Citizens currently holds 1.5 million policies in force, and, Peltier said, expects that to increase to 1.7 million by the end of 2023.

“The major insurance companies have all been pulling out of Florida, leaving Citizens the largest insurer in the state,” said Eby. “The insurance company of last resort, the very last one that you want to go to for your insurance, is now the insurer for the entire state.”

County Citizens Policies in Force (07/2023) Citizens Average Premium (07/2023) Average Homeowners Insurance Across County
Duval 24,503 $1,790.81 $1,168
Leon 4,433 $1,229.12 $1,185
Collier 13,594 $5,489.82 $1,645
Lee 38,716 $2,626.48 $1,168
Palm Beach 132,811 $851.61 $1,514
Sarasota 33,399 $2,940.27 $1,445
Escambia 13,085 $3,241.48 $1,153
Information provided by First Street Foundation

How to avoid risk?

Many residents are feeling pain upon reception of their homeowner’s insurance bills, but have yet to translate that to loss of equity, Porter said.

“When you go to sell it, that’s when the property devaluation becomes realized – at the closing table,” Porter said. But even those who hang on to their homes may feel it the next time Florida gets hit by another major weather event like Ian, he cautioned.

Then, he said, taxpayers will be the ones hurting.

“At some point, the amount of exposure on Citizens is too much, relative to its premiums,” said Porter. “If it’s not accounted for properly there has to be some kind of a subsidy from Florida taxpayers one way or another.

Eventually, Porter predicted, “the state of Florida is going to have to ask the federal government for a bailout if they if they end up getting hit by a disaster that empties the coffers.”

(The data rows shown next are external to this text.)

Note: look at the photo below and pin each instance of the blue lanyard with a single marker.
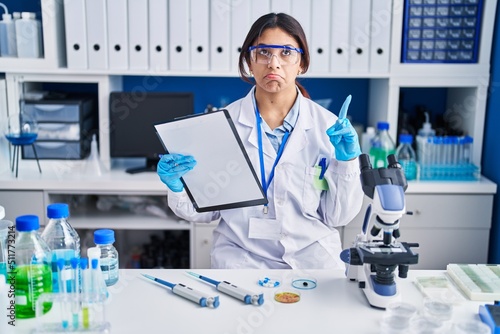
(265, 184)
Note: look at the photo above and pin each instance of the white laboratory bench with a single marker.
(451, 220)
(336, 305)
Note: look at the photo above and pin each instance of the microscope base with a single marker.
(378, 296)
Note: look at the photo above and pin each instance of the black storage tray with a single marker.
(60, 110)
(58, 150)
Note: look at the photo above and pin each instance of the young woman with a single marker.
(305, 156)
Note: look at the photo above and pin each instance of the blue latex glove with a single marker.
(343, 136)
(172, 167)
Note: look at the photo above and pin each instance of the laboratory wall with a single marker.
(491, 153)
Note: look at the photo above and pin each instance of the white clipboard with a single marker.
(223, 177)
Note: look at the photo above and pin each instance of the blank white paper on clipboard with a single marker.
(223, 177)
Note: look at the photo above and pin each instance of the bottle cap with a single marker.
(102, 237)
(468, 140)
(58, 210)
(27, 15)
(405, 138)
(426, 129)
(27, 223)
(383, 126)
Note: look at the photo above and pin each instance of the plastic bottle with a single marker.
(366, 138)
(425, 143)
(104, 240)
(98, 288)
(4, 305)
(28, 36)
(93, 163)
(8, 45)
(406, 156)
(382, 145)
(62, 239)
(33, 272)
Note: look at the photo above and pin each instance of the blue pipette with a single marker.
(188, 293)
(232, 290)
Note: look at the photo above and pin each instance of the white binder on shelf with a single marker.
(178, 35)
(200, 35)
(320, 36)
(240, 25)
(359, 54)
(258, 8)
(138, 41)
(340, 36)
(301, 11)
(281, 6)
(220, 25)
(380, 35)
(117, 21)
(158, 35)
(97, 34)
(76, 34)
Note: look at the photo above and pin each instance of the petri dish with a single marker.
(439, 310)
(304, 283)
(471, 326)
(269, 282)
(287, 296)
(401, 309)
(424, 325)
(394, 324)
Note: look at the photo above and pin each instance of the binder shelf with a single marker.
(441, 31)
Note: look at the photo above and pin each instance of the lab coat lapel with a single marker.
(247, 118)
(298, 139)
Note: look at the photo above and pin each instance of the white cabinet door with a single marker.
(203, 236)
(18, 203)
(448, 228)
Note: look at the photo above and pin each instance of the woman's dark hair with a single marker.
(272, 20)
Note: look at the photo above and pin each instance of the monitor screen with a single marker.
(132, 116)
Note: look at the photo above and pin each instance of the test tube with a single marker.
(85, 292)
(62, 290)
(468, 149)
(75, 292)
(454, 150)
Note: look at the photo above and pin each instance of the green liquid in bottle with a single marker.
(378, 156)
(31, 282)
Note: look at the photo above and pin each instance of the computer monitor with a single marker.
(132, 116)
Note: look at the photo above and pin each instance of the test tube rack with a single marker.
(446, 158)
(71, 312)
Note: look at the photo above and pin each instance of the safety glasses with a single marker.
(263, 54)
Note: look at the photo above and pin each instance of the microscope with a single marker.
(374, 257)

According to Peltier, Citizens has a number of backstops to keep itself solvent. First, he said, if the state-created nonprofit goes through its premium-driven surplus, like all other insurers in the state it has access to the Florida hurricane catastrophe fund. It also purchases reinsurance to cover the possibility that the catastrophe fund is exhausted. Finally, Peltier said, Citizens is required by law to levy assessments on policyholders to make up any deficits.

Can Florida – and other states with gentrifying coasts – claw back parts of its gentle coastline for lower-income residents? If so, how?

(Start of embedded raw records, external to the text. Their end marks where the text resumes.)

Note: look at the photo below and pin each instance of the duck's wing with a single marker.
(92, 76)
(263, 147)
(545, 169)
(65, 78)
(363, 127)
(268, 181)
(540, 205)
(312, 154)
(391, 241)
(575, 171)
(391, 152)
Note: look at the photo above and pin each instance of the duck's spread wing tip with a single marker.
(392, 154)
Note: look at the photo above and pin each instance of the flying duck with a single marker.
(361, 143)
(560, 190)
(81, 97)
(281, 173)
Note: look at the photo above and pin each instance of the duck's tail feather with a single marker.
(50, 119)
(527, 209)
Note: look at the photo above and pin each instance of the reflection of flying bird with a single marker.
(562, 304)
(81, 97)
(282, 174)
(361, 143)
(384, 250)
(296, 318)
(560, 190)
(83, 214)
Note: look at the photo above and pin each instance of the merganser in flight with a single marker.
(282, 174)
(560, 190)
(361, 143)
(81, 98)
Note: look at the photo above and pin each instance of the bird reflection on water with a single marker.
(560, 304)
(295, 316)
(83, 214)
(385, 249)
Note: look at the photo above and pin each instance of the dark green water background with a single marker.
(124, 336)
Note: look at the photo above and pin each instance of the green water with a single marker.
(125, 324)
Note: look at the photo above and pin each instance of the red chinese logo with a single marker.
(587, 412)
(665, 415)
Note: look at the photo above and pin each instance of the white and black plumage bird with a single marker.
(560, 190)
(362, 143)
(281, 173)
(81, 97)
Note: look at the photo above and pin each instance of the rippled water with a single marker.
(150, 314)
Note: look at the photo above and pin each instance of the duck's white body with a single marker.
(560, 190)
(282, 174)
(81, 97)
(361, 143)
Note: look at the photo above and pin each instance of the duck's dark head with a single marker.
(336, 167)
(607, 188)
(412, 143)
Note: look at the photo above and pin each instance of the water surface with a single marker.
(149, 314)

To that, Taylor had an answer: dedicated partnerships between state and federal governments, as well as insurance and reinsurance agencies.

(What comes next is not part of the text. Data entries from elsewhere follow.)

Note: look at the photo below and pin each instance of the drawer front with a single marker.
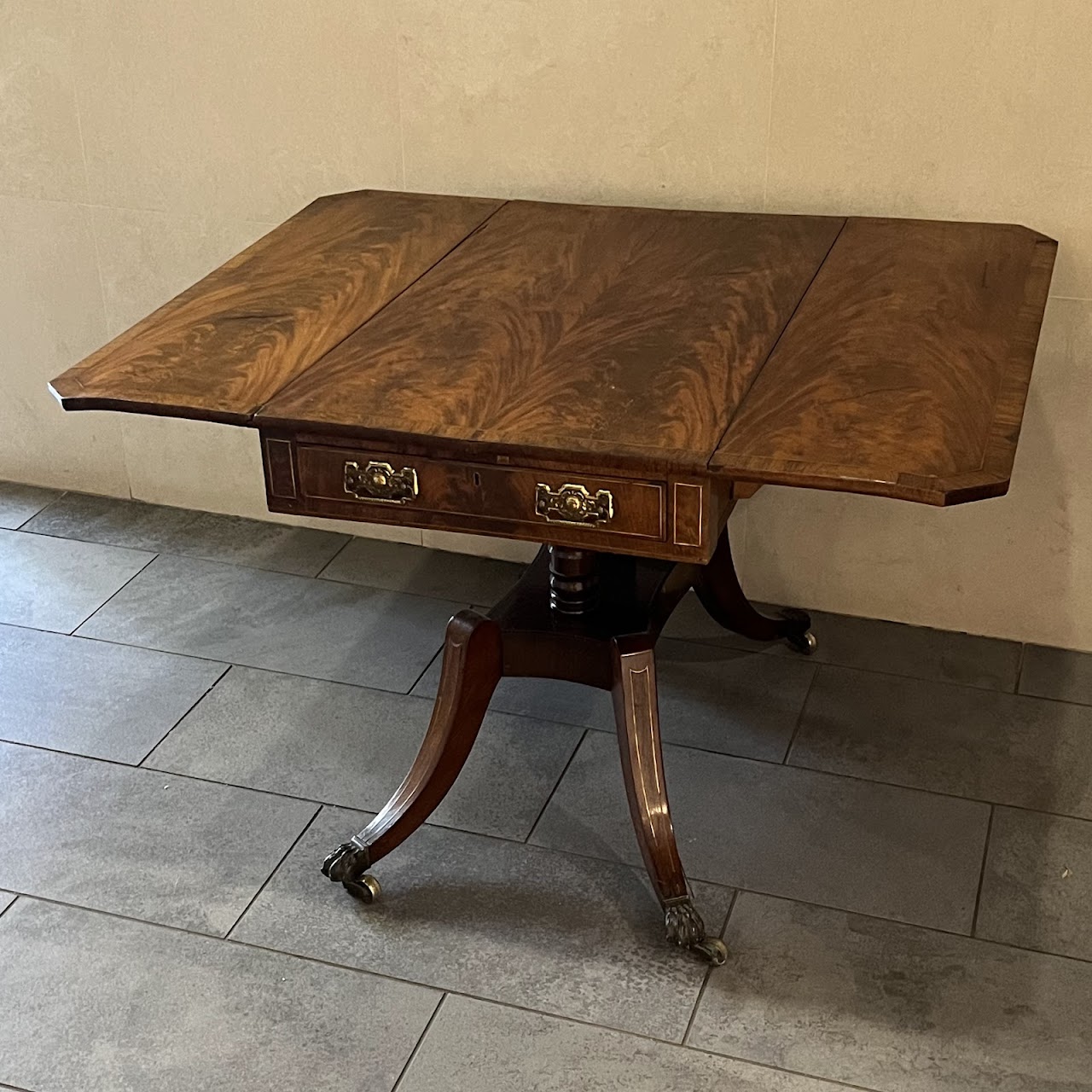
(600, 506)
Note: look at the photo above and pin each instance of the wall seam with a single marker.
(769, 113)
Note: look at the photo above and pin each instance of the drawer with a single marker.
(512, 495)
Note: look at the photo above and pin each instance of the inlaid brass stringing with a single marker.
(380, 482)
(573, 503)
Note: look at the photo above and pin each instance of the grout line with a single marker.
(421, 1040)
(982, 874)
(1024, 652)
(117, 591)
(557, 784)
(799, 717)
(307, 827)
(341, 549)
(170, 773)
(194, 706)
(410, 693)
(250, 565)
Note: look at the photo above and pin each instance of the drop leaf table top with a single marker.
(884, 356)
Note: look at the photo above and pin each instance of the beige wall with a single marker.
(144, 141)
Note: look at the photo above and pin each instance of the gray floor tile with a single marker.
(276, 620)
(711, 697)
(725, 700)
(894, 1008)
(92, 698)
(877, 646)
(207, 535)
(1037, 886)
(94, 1003)
(474, 1045)
(874, 849)
(496, 920)
(549, 699)
(398, 566)
(51, 584)
(137, 842)
(1057, 673)
(19, 502)
(998, 747)
(351, 746)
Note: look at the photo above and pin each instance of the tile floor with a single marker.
(894, 835)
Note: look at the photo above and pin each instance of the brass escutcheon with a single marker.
(573, 503)
(380, 482)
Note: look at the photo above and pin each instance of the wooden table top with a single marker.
(884, 356)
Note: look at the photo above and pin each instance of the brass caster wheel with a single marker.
(366, 888)
(804, 643)
(711, 949)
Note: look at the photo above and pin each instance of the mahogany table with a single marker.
(608, 382)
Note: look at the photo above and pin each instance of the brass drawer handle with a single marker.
(380, 482)
(573, 503)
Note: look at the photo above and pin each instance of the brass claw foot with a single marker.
(366, 888)
(799, 634)
(346, 863)
(346, 866)
(686, 928)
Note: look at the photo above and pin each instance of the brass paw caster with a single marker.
(711, 949)
(366, 888)
(804, 643)
(685, 927)
(799, 636)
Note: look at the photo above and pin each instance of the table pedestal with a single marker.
(591, 619)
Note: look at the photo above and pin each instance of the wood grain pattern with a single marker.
(905, 369)
(877, 356)
(227, 344)
(573, 328)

“Insurers and reinsurers can play a really important role in helping to make sure knowledge (on how to protect your home from things like hurricane-force winds) is taken up in things like building codes (and) insurance regulation,” Taylor said.

Still, in some areas, upgraded building codes are speeding up coastal gentrification as it has become too expensive for low-income or middle-class earners to rebuild to code.

“There are ways that insurance can make risks visible and help identify appropriate ways to reduce them that are cost-effective,” said Taylor, citing discounts for policyholders who implement windstorm risk reduction or add on flood policies. Furthermore, they said providing different types of capital to communities facing climate disasters – such as the catastrophe bond New York’s MTA issued after Hurricane Sandy flooded its infrastructure – can protect homeowners or the community as a whole against future damage by making available the funds to clean up and rebuild.

Finally, these companies have key knowledge and lines of communication with people they can utilize to help policyholders be aware of risk.  

“A lot of damages can be averted if people understand in advance what to do, and take steps to mitigate the risk,” they said.

Still, they added, “there’s a lot of interdependencies, there’s a lot of uncertainties.”